Warga Bali memang tahu betul cara memuliakan tamu. Itu tercermin dari 2.042.666 kunjungan wisatawan mancanegara pada empat bulan pertama di 2025. Badan Pusat Statistik (BPS) Bali mencatat angkanya naik 10,55 persen dibandingkan periode yang sama di tahun lalu.
Sayang, ada ‘dosa’ pariwisata di Bali yang harus disucikan. Mudahnya turis menginjakkan kaki di Pulau Dewata justru jadi celah. Orang asing akhirnya menumpuk bak sampah, menjajah, membuat warga Bali gerah.
IKLAN
Gulir untuk melanjutkan konten
Bali, aku pergi sebentar ya! Pergi dari pantaimu yang katanya indah, yang di sekelilingnya berdiri lodge megah. Bali, aku pergi sebentar ya! Pergi dari alammu yang katanya asri. Asri sebelah sana, eh sebelah sini enggak.

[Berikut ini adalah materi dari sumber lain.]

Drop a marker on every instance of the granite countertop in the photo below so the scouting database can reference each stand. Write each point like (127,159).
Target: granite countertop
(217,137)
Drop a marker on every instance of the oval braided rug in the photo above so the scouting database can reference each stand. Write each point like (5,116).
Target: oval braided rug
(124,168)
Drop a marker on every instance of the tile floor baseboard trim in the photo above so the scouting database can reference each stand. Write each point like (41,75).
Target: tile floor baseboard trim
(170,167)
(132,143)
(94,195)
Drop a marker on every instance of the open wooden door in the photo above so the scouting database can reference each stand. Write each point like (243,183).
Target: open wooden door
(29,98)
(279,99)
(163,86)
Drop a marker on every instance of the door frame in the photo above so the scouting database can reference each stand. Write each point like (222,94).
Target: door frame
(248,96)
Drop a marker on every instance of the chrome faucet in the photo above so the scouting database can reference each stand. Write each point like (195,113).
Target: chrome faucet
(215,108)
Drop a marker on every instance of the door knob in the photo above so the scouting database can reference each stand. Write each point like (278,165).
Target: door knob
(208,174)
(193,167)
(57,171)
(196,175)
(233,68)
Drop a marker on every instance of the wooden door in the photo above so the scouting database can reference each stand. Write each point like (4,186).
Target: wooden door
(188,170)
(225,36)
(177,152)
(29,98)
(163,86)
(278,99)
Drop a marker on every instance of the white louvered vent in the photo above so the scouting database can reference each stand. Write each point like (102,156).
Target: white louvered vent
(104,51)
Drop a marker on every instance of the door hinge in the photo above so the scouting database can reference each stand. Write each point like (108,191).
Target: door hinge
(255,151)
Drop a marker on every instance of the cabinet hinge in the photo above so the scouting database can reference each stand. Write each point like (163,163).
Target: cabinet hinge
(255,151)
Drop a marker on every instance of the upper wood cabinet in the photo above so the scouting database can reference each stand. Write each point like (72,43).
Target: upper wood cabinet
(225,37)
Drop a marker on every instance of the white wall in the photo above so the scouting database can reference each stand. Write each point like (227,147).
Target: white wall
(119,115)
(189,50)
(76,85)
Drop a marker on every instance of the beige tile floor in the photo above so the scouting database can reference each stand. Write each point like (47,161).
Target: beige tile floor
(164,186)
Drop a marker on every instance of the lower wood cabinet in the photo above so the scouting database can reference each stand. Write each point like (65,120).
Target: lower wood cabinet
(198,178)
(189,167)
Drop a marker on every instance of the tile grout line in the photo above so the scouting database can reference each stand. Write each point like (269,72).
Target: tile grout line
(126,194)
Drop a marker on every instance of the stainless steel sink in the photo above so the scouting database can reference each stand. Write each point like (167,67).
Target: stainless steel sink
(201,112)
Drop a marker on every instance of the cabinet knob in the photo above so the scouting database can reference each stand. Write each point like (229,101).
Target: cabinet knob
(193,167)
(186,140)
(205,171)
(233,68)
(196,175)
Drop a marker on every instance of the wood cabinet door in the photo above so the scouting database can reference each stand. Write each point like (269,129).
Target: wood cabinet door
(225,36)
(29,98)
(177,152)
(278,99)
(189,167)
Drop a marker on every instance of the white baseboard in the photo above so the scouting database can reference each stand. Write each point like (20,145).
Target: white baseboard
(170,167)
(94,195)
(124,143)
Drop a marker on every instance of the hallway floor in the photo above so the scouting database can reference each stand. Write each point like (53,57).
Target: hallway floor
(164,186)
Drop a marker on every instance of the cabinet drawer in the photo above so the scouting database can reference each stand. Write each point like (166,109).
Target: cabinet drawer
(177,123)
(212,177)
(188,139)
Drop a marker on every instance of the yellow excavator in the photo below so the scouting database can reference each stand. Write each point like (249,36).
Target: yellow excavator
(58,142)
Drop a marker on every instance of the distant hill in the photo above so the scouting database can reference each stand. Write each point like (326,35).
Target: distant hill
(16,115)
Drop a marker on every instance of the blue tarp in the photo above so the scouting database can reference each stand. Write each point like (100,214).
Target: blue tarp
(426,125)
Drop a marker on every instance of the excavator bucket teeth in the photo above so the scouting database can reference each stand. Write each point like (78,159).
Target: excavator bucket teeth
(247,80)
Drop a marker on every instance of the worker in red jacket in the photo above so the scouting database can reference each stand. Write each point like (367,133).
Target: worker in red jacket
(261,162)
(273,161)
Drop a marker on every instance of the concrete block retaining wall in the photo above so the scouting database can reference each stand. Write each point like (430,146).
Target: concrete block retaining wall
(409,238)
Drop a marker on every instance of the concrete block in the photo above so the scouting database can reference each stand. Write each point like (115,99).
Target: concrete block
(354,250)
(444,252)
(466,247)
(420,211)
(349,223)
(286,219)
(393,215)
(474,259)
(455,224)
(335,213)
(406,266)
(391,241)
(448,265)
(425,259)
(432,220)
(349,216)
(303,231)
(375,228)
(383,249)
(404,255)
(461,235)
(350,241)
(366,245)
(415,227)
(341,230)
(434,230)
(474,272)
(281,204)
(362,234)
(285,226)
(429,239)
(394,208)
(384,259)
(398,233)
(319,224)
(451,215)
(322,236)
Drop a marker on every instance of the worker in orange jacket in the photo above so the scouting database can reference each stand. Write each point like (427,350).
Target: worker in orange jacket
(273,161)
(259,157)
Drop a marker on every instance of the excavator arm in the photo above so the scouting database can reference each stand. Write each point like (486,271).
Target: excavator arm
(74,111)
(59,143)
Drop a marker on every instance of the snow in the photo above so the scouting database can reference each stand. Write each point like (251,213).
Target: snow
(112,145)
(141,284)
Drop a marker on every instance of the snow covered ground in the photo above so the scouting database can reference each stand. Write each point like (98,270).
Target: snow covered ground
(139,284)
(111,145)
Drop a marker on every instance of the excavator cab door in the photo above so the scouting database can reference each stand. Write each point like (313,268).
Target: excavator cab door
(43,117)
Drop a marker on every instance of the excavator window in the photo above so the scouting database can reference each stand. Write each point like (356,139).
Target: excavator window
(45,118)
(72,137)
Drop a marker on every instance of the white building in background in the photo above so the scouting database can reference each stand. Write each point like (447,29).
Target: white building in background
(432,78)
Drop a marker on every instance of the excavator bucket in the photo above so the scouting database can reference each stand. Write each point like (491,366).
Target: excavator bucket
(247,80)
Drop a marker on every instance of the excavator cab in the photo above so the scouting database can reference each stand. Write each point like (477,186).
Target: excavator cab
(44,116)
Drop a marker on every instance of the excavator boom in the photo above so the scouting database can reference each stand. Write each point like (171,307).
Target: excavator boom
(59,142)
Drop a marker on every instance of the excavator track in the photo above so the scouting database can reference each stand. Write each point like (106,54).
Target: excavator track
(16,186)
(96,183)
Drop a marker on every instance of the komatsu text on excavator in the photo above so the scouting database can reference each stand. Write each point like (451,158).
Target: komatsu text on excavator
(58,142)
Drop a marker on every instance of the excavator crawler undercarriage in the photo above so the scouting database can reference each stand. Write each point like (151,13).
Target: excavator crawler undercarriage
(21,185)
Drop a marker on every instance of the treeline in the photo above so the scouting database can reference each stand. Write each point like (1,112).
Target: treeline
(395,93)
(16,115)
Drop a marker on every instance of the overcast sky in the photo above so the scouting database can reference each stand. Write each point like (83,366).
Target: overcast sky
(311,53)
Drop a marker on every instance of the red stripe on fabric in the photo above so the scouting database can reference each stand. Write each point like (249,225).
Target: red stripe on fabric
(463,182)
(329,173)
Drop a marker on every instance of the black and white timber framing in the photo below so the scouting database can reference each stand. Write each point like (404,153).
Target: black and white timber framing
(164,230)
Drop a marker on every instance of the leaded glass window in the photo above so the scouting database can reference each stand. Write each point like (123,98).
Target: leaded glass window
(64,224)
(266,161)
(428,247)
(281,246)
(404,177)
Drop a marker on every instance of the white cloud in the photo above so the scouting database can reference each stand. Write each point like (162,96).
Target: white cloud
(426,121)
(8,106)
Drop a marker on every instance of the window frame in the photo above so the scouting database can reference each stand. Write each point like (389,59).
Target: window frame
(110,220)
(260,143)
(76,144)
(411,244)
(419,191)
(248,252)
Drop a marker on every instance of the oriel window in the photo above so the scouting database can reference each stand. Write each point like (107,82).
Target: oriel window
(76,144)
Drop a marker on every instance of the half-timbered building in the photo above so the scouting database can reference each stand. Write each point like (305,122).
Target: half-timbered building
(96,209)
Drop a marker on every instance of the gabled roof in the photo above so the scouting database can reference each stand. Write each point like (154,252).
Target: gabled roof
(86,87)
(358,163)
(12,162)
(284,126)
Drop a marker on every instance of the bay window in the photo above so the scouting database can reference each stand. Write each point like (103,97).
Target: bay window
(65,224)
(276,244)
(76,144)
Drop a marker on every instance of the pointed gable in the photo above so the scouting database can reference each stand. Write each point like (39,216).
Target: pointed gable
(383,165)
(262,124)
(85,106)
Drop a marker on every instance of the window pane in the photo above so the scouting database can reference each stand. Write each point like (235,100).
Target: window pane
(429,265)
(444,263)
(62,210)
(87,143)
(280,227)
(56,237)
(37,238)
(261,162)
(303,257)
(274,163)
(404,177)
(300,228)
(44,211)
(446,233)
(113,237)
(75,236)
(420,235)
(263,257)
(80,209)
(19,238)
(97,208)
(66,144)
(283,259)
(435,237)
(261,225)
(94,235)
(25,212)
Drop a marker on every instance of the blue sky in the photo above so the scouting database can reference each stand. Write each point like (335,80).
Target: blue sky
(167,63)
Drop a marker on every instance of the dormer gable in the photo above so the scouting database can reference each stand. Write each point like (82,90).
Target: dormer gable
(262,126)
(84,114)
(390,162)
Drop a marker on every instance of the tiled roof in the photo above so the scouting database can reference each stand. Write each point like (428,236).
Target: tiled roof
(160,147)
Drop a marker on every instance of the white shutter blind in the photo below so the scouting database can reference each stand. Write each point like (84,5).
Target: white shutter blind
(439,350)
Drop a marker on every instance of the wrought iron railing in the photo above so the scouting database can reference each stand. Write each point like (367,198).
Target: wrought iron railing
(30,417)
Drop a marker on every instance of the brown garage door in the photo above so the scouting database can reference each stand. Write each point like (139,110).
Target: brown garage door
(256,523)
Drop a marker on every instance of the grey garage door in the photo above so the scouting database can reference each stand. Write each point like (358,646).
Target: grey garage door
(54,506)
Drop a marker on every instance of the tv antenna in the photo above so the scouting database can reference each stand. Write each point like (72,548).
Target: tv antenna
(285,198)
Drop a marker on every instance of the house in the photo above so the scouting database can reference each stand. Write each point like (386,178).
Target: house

Keresahan di atas dicuplik dari tembang “Ini Judulnya Belakangan” milik duo people asli Bali bernama Nosstress. Sekarang, resah dan gerah itu tumpah ruah sampai membuat Gubernur Bali I Wayan Koster naik darah. Warga asing tak sekadar datang untuk tamasya, mereka kini membuka bisnis tak berizin di Pulau Dewata.
Koster bersama seluruh warga Bali pantas marah karena WNA seenaknya mengangkangi aturan hukum dengan mendirikan usaha ilegal di sektor pariwisata.
“Di Badung saja ada sekitar 400 izin usaha sewa mobil dan biro perjalanan yang dikuasai orang asing. Banyak yang tidak punya kantor, tidak tinggal di Bali, tapi tetap bisa beroperasi. Ini jelas keterlaluan!” kata Koster dalam keterangan tertulis, Senin (2/6).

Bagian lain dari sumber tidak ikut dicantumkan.